Cléo et Asha avaient disparu derrière la porte de notre bureau. Que faisaient-elles ? Je ne savais pas, et j'étais assistée par des béquilles pour le moindre mouvement. Thibault, Bastien et Cassiopée discutaient encore alors que je n'écoutais plus. Mon regard accrocha la poignée de la porte. Je mourrais d'envie de l'ouvrir. Je les entendais vaguement parler et rire, se rapprocher de plus en plus. Elle n'avait pas eu d'autres amitié que Thibault depuis des années. Et je savais pourquoi. Je la voyais de plus en plus heureuse aux côtés d'Asha, mais de mes yeux, j'avais encore du mal à cerner leur relation. Pour elles, cela devait être encore flou, surtout après seulement presque deux semaines.
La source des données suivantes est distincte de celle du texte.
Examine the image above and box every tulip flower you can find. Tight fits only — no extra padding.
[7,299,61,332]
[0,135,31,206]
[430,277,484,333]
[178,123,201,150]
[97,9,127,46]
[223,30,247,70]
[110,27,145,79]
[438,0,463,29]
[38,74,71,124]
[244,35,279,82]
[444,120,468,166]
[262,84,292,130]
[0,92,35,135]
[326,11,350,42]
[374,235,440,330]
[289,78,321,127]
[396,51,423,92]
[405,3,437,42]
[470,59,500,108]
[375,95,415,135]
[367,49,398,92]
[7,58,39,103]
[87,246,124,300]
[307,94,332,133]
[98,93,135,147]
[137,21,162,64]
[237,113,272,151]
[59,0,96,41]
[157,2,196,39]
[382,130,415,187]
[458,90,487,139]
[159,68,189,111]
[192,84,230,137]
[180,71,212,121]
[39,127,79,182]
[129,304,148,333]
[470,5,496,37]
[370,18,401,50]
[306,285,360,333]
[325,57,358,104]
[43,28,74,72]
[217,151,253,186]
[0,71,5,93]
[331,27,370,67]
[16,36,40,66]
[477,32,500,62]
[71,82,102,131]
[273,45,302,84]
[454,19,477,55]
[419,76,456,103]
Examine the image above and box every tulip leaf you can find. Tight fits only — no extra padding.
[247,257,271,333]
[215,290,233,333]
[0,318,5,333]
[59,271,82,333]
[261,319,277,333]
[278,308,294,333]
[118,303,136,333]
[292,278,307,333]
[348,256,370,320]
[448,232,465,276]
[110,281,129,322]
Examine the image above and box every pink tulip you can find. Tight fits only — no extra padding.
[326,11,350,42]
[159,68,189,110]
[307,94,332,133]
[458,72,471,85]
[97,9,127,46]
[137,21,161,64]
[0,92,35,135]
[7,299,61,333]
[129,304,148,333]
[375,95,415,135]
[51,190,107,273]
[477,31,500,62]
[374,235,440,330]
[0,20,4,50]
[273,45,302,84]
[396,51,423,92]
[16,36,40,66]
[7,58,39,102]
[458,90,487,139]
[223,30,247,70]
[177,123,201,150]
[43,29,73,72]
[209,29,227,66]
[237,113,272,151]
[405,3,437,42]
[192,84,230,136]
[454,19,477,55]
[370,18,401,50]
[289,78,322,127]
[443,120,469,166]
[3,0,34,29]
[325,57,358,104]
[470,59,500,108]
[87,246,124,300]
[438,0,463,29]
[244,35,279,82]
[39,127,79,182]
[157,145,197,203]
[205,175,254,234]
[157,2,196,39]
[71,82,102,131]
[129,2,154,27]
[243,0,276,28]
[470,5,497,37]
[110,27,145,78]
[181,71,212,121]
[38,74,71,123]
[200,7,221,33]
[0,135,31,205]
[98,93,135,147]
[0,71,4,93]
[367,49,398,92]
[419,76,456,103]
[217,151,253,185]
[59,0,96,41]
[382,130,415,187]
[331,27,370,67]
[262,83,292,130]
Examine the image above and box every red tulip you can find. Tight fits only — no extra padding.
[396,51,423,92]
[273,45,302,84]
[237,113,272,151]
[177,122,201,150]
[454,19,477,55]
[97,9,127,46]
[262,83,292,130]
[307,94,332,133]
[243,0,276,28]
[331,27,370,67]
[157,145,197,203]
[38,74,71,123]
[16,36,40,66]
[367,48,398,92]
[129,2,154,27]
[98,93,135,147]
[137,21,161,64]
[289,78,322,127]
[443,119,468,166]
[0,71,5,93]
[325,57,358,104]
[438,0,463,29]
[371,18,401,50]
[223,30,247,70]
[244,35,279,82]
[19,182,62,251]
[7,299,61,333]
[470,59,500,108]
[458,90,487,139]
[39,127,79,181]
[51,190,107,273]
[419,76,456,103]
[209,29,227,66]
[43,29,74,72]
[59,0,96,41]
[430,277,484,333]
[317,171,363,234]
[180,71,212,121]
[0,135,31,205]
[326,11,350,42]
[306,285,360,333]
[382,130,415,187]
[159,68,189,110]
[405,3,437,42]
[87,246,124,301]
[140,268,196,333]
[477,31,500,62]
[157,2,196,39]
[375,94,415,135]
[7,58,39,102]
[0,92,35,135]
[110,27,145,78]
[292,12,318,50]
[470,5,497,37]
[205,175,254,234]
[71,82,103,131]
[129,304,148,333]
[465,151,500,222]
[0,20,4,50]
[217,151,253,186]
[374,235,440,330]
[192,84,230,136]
Cléo devait avoir du mal à s'y faire et à savoir comment réagir. Tout était confus, une essence de renouveau. Mais il fallait qu'elle se débrouille seule, quitte à ce que cela prenne plusieurs semaines, plusieurs mois. Je la voulais heureuse, au bout du compte, et j'espérais qu'elle le savait. Je m'adossai au clic-clac et soupirai d'insatisfaction. Il était impoli de les interrompre, à quoi bon fantasmer sur les amitiés de ma sœur. J'étais l'esclave de ma blessure, celle qui m'empêchait de me lever. Non, il ne s'agissait pas de ma fracture, mais bien de la danse qui allait s'effacer peu à peu de mon esprit. Une frustration brusque et féroce me prenait aux tripes et me força à m'intégrer dans la conversation des garçons et de Cassiopée afin de paraître la moins perturbée possible. La saveur de notre repas résidait encore dans ma bouche. Ce sentiment était désagréable, mais mêlé au goût du dîner rendait ce moment un peu plus supportable.
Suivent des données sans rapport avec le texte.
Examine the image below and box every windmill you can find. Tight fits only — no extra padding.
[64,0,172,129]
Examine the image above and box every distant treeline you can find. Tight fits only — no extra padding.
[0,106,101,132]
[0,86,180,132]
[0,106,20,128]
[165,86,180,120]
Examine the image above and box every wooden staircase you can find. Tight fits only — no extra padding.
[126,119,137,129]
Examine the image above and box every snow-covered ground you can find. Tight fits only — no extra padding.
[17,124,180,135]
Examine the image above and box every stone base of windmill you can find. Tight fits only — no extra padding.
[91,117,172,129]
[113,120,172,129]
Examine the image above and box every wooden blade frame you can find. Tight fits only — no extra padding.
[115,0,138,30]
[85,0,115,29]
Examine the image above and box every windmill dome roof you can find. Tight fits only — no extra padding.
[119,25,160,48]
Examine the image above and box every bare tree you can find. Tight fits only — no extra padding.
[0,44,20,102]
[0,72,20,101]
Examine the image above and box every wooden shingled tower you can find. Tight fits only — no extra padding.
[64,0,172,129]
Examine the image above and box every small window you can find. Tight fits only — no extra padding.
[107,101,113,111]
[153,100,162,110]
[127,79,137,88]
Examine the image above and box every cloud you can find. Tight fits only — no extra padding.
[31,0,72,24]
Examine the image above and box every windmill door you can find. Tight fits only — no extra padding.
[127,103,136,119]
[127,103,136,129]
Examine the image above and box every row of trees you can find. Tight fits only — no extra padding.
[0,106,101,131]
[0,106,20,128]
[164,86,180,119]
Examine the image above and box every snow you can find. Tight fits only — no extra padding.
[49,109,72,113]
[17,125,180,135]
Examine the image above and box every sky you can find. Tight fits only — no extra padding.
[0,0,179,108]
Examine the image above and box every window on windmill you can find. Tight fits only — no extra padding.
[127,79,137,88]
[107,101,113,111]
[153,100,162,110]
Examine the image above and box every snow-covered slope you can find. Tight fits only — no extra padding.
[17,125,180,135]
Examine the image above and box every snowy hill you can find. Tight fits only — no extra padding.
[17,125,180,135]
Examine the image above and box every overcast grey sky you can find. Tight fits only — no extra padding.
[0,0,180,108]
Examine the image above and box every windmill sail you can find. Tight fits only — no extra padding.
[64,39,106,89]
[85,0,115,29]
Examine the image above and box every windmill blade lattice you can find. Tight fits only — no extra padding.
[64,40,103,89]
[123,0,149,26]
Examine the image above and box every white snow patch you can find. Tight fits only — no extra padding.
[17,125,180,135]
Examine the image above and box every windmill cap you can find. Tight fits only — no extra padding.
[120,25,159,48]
Je parlais doucement, je ne voulais pas me faire remarquer, être celle à qui on se sentirait obligée de poser une liste interminable de questions. Les sourcils froncés, mes amis mettaient probablement cela sur le compte de ma fracture, de mes béquilles et de mon incapacité à bouger seule. Les bras croisés sur mon plexus, j'observais le visage clair de Cass parsemé de taches de son. Ses yeux limpides se tournaient de temps à autre vers moi. Elle avait compris avant tout le monde que mon esprit n'était pas tranquille.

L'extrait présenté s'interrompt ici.